Pressure drop through strainers

Pressure drop through strainers

(OP)
I need a conical strainer (wire mesh cloth possibly reinforced using perforated metal sheet) installed in a line between flanges.  The strainer manufacturers I've talked to don't seem have a decent method of determining pressure drop.

Things that are known about the filter material are open area (percentage of total area) and mesh size.  

Also can determine total conical area from dimensions of assembly.

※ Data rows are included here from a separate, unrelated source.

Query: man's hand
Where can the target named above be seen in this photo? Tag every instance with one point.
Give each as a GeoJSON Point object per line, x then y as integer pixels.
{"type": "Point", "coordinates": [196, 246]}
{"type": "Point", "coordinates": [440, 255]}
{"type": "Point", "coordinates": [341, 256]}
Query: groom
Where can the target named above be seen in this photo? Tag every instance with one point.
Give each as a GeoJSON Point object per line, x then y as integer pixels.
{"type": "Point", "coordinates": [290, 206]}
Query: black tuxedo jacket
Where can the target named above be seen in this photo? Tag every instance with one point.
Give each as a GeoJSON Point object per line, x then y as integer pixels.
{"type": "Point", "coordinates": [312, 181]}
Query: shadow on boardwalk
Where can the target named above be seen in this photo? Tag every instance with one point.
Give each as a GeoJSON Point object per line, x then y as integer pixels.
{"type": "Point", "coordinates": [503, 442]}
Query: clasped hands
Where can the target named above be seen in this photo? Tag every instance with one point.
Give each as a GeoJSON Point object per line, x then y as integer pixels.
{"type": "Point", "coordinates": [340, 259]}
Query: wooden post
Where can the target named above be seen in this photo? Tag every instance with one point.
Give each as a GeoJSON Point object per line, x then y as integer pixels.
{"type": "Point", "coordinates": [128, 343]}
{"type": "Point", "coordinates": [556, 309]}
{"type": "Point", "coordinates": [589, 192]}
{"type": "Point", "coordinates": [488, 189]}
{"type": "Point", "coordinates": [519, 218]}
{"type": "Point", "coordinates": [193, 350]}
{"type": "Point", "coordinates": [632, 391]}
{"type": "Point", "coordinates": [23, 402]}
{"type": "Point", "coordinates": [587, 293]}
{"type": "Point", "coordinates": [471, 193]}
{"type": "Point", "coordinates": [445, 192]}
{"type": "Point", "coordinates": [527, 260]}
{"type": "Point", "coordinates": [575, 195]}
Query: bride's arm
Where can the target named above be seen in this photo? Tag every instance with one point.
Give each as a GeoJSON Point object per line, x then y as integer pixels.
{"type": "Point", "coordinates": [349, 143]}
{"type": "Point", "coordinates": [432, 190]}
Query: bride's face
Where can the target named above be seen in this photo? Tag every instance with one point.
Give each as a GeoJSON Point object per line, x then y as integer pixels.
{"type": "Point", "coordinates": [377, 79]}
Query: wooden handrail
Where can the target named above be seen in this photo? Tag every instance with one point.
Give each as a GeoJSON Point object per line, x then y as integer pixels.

What equations can be used to determine pressure drop for a gas? (helium).

Thanks for the help.

RE: Pressure drop through strainers

Use whatever equation you want, then multiply the answer times zero.  I've flowed a bunch of gas through fairly small Witches Hat strainers and never been able to measure a dP on a clean strainer.  Typically I put a dP gauge across them (calibrated in inches of water) and they always read zero till they read very high (usually off scale high on a 0-25 inch scale).  One thing that I've had compressor fabricators fail to understand is that conical strainers need to flow inside out, they will always collapse and make a real mess if you flow them outside in and ever get them clogged.

David

RE: Pressure drop through strainers

(OP)
Hi David,
That's good information.  Thanks...  

I need to know within about 0.1 psid what the strainer dP is and the flow rate is very high.  An 8" double wafer check produces about 1/2 psid assuming it is wide open - which requires a very low spring load.  dP is everything in this system.  

That said, you've given me an idea.  I suppose I could measure the dP once the system is set up.  If I do that however, I'll need to come up with an alternate plan to mitigate the risk if I find the strainer dP is too high.

This isn't as easy as saying there's very little dP so it can be neglected, because even 1/2 psi dP will be a concern.  

RE: Pressure drop through strainers

What is your flow rate and upstream pressure?  I've flowed 4 MMCF/d through a conical strainer in a 6-inch line at 5 psig on the suction side of a screw compressor with no measurable dP (on a 0 to 25 inch H2O scale) while the strainer is clean.  Of course a tighter scale would have showed some dP or there wouldn't be any flow, but it is a really little number, way under your 0.5 psid (13.8 in H2O).

David

RE: Pressure drop through strainers

(OP)
Thanks David.  I've had a closer look at this strainer and I just realized it has a flange on it that reduces the 8" pipe ID (8.329") to 7.375".  That alone results in a roughly 1 psi drop in my application.  <sigh>

Thanks for your help.  

RE: Pressure drop through strainers

How much gas are you flowing?????  The I.D. of Std 8-inch is 7.981 in, and if I look at 1 psid with the beta ratio of 0.92 at 20 psig upstream I get around 17 MMCF/day.  Using your 8.329" ID (0.88 Beta) I still get 15 MMCF/d.

I don't know of any reason that you couldn't fabricate a conical strainer with an ID that matches your pipe more closely.

David

RE: Pressure drop through strainers

There is a diagram in Perry's handbook for this.

RE: Pressure drop through strainers

(OP)
hi zdas,
Flow is roughly 4.5 MMSCFH helium at about -445 F.  Pressure ~ 5 psi.  I'm actually taking it off a process from a 6" pipe, opening it up to 8" for a short distance and eventually to 24".  I can put the strainer in the 24" section, though the gas temperature is likely to rise significantly by then.  Still, the 24" section looks much more promising.  

shahyar, thanks for the tip.  I'll take a look at Perry's soon.